In mir streiten Kind und Erwachsener, Verfolgter und Verfolger, Beherrschter und Beherrscher, Bestrafter und Bestrafender. (Beispiele für Rede und Gegenrede: „Sei brav, benimm dich! … Ich will aber nicht!“ oder „Sei perfekt! Reiss dich zusammen!“ … „Ich kann aber nicht. Ich bemühe mich andauernd, aber ich versage immer wieder.“) Diese widerstreitenden Stimmen geben mir das Gefühl, ich sei in Teile gespalten. Ich sehe nicht, dass diese Teile zu einer Ganzheit gehören, obgleich ich als Organismus immer schon eine Ganzheit bin. Ich sehe nicht die Lücken zwischen diesen Teilen. Alles das jedoch bin ich.

Diesen Widerstreit kann ich hinter mir lassen durch zeitweilige volle Identifikation mit jeder der gerade für mich wichtigen Stimme in mir. Indem ich Verantwortung übernehme für meine Erfahrung mit ihnen, indem ich sie annehme als einen Teil von mir, nehme ich ihnen die Kraft, mit der sie mich bisher in ihren Streit immer wieder hineingezogen haben. Verantwortung heisst hier: ich halte mein Bewusstsein dafür wach, wie sehr ich selbst meine Erlebnisse und Erfahrungen hervorbringe, und handele aus diesem Bewusstsein heraus.

Erst wenn ich mich mit diesen Stimmen als meinen Stimmen voll identifiziere, kann ich die Freiheit gewinnen, mich von ihnen zu lösen und mich als mehr als diese Stimmen zu erfahren. Dann entdecke ich zunehmend meine eigene Stimme – eine Stimme, die weiser und liebevoller ist als alle meinen alten Stimmen: die Stimme meines gesamten Organismus. Sie spricht von meinen wirklichen Bedürfnissen in einer klareren Sprache zu einer von mir klarer wahrgenommenen Um– und Mitwelt.
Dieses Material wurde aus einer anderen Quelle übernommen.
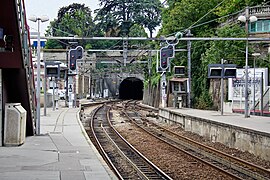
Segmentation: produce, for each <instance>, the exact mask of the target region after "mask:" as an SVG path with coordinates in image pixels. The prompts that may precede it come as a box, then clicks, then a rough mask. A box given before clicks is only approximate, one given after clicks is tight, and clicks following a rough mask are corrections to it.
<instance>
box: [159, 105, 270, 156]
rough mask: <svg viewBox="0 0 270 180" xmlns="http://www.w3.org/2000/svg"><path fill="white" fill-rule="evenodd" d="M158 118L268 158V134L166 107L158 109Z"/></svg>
mask: <svg viewBox="0 0 270 180" xmlns="http://www.w3.org/2000/svg"><path fill="white" fill-rule="evenodd" d="M159 118H160V119H161V120H163V121H165V122H167V123H179V124H180V125H181V126H182V127H183V129H184V130H185V131H190V132H193V133H196V134H198V135H200V136H203V137H205V138H207V139H209V140H210V141H212V142H220V143H223V144H225V145H226V146H228V147H230V148H236V149H239V150H241V151H248V152H250V153H252V154H254V155H256V156H258V157H261V158H263V159H265V160H268V161H269V160H270V134H267V133H262V132H258V131H254V130H249V129H245V128H240V127H236V126H232V125H227V124H223V123H218V122H214V121H210V120H207V119H201V118H197V117H192V116H187V115H184V114H181V113H177V112H171V111H169V110H167V109H160V110H159Z"/></svg>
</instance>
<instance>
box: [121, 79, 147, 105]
mask: <svg viewBox="0 0 270 180" xmlns="http://www.w3.org/2000/svg"><path fill="white" fill-rule="evenodd" d="M119 99H134V100H142V99H143V81H142V80H141V79H139V78H136V77H128V78H126V79H124V80H123V81H122V82H121V83H120V86H119Z"/></svg>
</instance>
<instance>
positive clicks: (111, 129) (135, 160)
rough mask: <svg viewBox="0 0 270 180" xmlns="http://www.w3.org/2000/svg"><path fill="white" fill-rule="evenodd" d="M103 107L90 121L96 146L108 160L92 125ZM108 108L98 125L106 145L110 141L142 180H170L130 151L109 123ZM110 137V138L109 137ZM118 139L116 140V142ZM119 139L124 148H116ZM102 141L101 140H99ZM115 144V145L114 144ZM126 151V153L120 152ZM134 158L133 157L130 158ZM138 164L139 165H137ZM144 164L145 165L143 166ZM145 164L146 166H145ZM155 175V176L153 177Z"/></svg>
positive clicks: (110, 165)
mask: <svg viewBox="0 0 270 180" xmlns="http://www.w3.org/2000/svg"><path fill="white" fill-rule="evenodd" d="M104 107H105V106H100V107H99V108H97V110H96V111H95V112H94V113H93V116H92V120H91V130H92V132H93V134H94V136H95V141H96V144H98V145H99V149H100V150H101V152H102V154H103V157H104V158H106V159H107V158H110V157H109V156H108V155H107V154H106V153H108V152H106V150H104V148H103V147H102V146H103V145H102V144H104V143H101V142H100V139H99V137H97V134H98V133H97V132H96V131H97V130H95V126H96V125H95V124H94V116H96V115H97V113H98V111H100V110H101V108H104ZM109 110H110V108H108V109H107V110H106V120H102V122H99V123H100V128H101V129H102V134H103V135H104V134H105V136H106V139H107V140H106V143H105V144H108V143H107V142H108V139H109V141H111V143H112V144H113V146H114V148H116V149H117V151H118V155H120V156H121V157H123V158H124V159H126V160H127V161H128V163H129V164H130V165H131V166H132V167H133V169H135V171H136V172H137V173H138V176H139V177H140V178H142V179H149V178H150V179H151V178H159V179H171V178H170V177H169V176H168V175H166V174H165V173H164V172H163V171H161V170H160V169H158V168H157V167H156V166H155V165H154V164H151V162H150V161H149V160H147V159H145V157H143V156H142V154H140V153H139V152H138V151H137V150H135V149H134V148H133V149H132V147H131V145H130V144H127V141H126V140H124V139H123V137H122V136H121V137H120V136H119V135H120V134H119V133H118V132H117V131H116V130H115V129H114V128H113V126H112V124H111V122H110V111H109ZM106 124H108V126H106ZM98 131H99V133H101V131H100V130H98ZM102 134H99V135H101V136H103V135H102ZM110 136H111V137H110ZM117 139H118V140H117ZM119 139H121V141H120V143H121V144H125V145H124V146H126V147H121V148H120V147H118V146H119ZM101 141H102V140H101ZM116 142H117V143H116ZM125 149H126V152H120V151H123V150H125ZM128 149H132V150H131V151H132V152H133V153H130V152H131V151H130V150H128ZM133 154H136V156H134V155H133ZM131 156H134V157H131ZM139 157H140V158H142V159H143V160H139V159H140V158H139ZM106 161H107V162H110V164H111V165H110V166H111V167H114V168H115V170H114V171H115V172H118V176H120V177H121V179H123V178H124V176H123V175H121V173H120V171H118V170H117V168H116V167H115V166H114V165H112V164H113V162H112V161H111V160H110V159H107V160H106ZM137 163H139V164H137ZM143 164H145V165H143ZM146 164H147V165H146ZM149 168H150V169H149ZM155 174H156V175H155Z"/></svg>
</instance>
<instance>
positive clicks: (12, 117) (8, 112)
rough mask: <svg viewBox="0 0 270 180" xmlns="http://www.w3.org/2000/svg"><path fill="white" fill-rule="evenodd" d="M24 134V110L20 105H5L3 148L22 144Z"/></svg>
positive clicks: (17, 145) (23, 139) (5, 104)
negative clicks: (3, 140)
mask: <svg viewBox="0 0 270 180" xmlns="http://www.w3.org/2000/svg"><path fill="white" fill-rule="evenodd" d="M25 133H26V110H25V109H24V108H23V107H22V106H21V104H20V103H6V104H5V120H4V146H18V145H21V144H23V143H24V141H25Z"/></svg>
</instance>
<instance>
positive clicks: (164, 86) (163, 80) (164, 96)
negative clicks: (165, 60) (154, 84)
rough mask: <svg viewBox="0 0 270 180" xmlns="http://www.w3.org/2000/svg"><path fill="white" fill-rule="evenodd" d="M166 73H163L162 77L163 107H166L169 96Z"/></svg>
mask: <svg viewBox="0 0 270 180" xmlns="http://www.w3.org/2000/svg"><path fill="white" fill-rule="evenodd" d="M166 85H167V82H166V72H163V73H162V75H161V85H160V86H161V104H162V107H163V108H165V107H166V101H167V95H166Z"/></svg>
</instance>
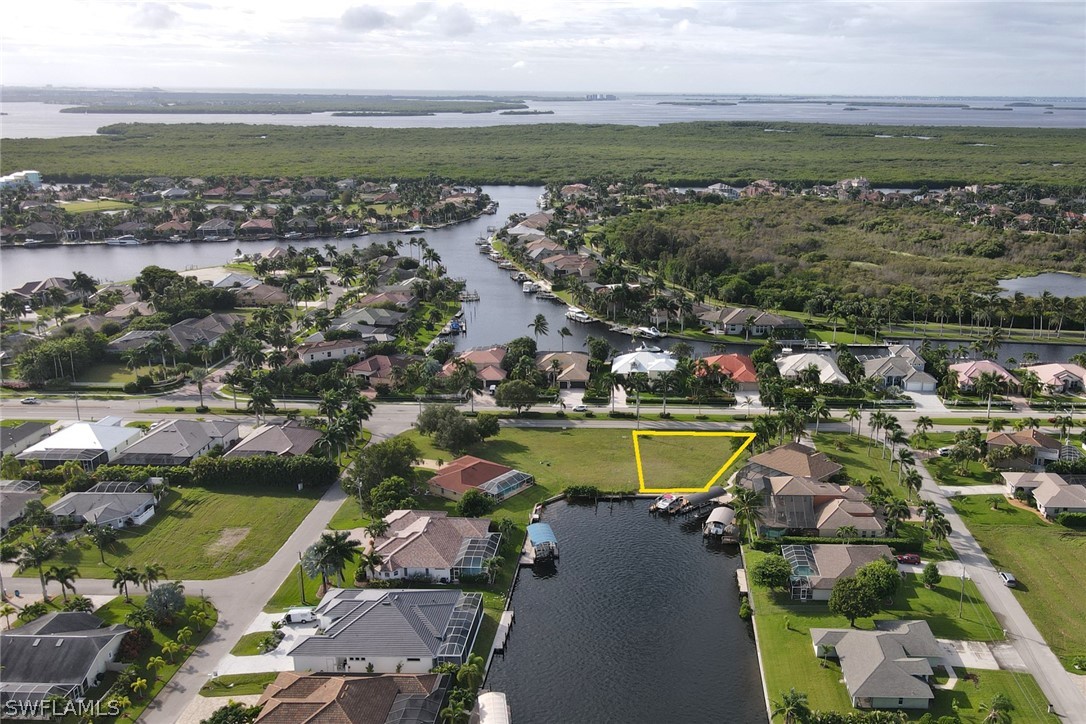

Mit wachsendem Selbst–Bewusstsein kann ich mir aus meiner Um– und Mitwelt holen, was ich wirklich brauche, und geben, was ich wirklich geben will und geben kann ( meine Entscheidungen sind jetzt meine Entscheidungen und nicht mehr die Entscheidungen z.B. meines „inneren“ Vaters, meiner „inneren“ Mutter, meines Idols usw.). Ich kann mein Denken, Fühlen und Handeln jetzt weitgehend in Einklang miteinander bringen – ich bin in Einklang.

Und mein Leben entfaltet sich als ein Prozess schöpferischer Anpassungen. Ich kann dem Leben immer offener begegnen, so wie es sich mir zeigt – ich bin in der Lage, mich meiner eigenen Innenwelt und der Begegnung mit den Anderen zu stellen.